Taşınmaz malın haczi, satış aşamasında “taşınmazın kıymetinin takdir edilmesi” görevi İİK m. 128 uyarınca icra dairesine aittir. Yapılacak takdirde taşınmaz üzerindeki ipotek, intifa vb. mükellefiyetlerin etkisi de dikkate alınır. Kıymet takdirinin doğru ve gerçeğe en yakın miktarda yapılması hem alacaklının alacağını tahsil etmesi hem de borçlunun malının düşük bedelle satılarak mülkiyet hakkının ihlâl edilmemesi açısından büyük önem taşır.
Ancak kıymet takdiri sürecinde, özellikle taşınmazların veya kilitli mahallerin kapalı olması durumunda, bu yerlere girilip girilemeyeceği ve gerekirse çilingir marifetiyle açılıp açılamayacağı sorunu, Anayasanın 21’nci maddesiyle koruma altına alınan konut dokunulmazlığı hakkı ve icra hukukunun cebir prensibi arasındaki hassas dengeyi gündeme getirir. Son yıllarda, özellikle konut dokunulmazlığı bağlamında İİK’ye eklenen 79-a maddesi ile konut haczinin ancak hâkim onayı ile yapılması düzenlemesi olayı biraz daha karmaşıklaştırmıştır.
Borçlunun evinde olup olmaması, evin kapalı kilitli olması, içeri girilemiyor olması vb. durumlarda taşınmazın gerçek değerinin tespiti oldukça zorlaşacaktır. Böylece ya taşınmazın değeri olduğundan düşük ya da olduğundan daha yüksek çıkabilecektir.
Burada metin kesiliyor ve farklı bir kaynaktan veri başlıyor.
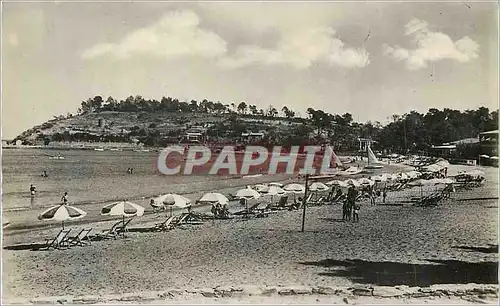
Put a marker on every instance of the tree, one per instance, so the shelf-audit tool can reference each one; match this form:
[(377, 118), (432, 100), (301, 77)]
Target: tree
[(242, 108)]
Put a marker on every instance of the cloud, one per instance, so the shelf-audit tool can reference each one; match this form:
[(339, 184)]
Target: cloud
[(177, 34), (13, 40), (300, 49), (431, 47)]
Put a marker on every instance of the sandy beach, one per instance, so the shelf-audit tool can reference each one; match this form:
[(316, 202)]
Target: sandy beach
[(455, 243)]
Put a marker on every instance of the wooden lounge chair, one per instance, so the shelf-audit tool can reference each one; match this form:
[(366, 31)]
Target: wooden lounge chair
[(165, 225), (59, 241), (311, 202), (282, 204), (184, 219), (82, 239), (248, 211), (119, 228)]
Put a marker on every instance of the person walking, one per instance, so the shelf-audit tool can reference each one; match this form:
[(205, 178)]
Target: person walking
[(32, 190), (351, 200), (64, 198)]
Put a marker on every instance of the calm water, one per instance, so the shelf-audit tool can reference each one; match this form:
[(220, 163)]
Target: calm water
[(89, 177)]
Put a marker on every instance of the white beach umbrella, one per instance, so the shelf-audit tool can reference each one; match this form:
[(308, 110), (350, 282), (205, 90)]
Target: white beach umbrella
[(122, 208), (403, 176), (273, 190), (260, 187), (214, 197), (173, 199), (443, 181), (62, 213), (247, 194), (295, 188), (333, 183), (352, 182), (318, 186), (366, 181)]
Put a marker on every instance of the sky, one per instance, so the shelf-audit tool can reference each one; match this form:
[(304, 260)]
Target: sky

Bu çelişkili menfaat dengesi, somut olaylarda çilingirle kapalı yerlerin açılmasına yönelik yetkinin değerlendirilmesini zorunlu kılmaktadır. .
Yargıtay 12. Hukuk Dairesinin 2016/15928 E., 2016/19500 K. sayılı kararında ve benzer içtihatlarda, borçlunun taşınmazını kıymetinin belirlenmesi için açık bulundurma yükümlülüğünün olmadığı açıkça ifade edilmiştir. Bunun yanında Yargıtay 12. Hukuk Dairesinin yerleşik içtihadına göre taşınmazın mahkeme tarafından kıymetinin yapılması sırasında gerekirse çilingir vasıtasıyla kapalı yerlerin açılabileceğini düzenlemiştir.
Ancak icra dairesinin yaptığı “meskene” yönelik kıymet takdiri aşamasında, mahkemenin yaptığı kıymet takdirinden farklı olarak kapalı yerin açılmasında icra mahkemesinden izin alınması gerektiği kanaatindeyiz. Bu sonuç gerek Anayasadaki konut dokunulmazlığı gerekse İİK m. 79-a maddesindeki düzenlemenin de bir sonucu olması gerekir. Ancak bu tip izinlerde icra mahkemelerinden kolayca alındığından dolayı borçluya sadece 3-4 gün gibi bir zaman kazandırabilmektedir.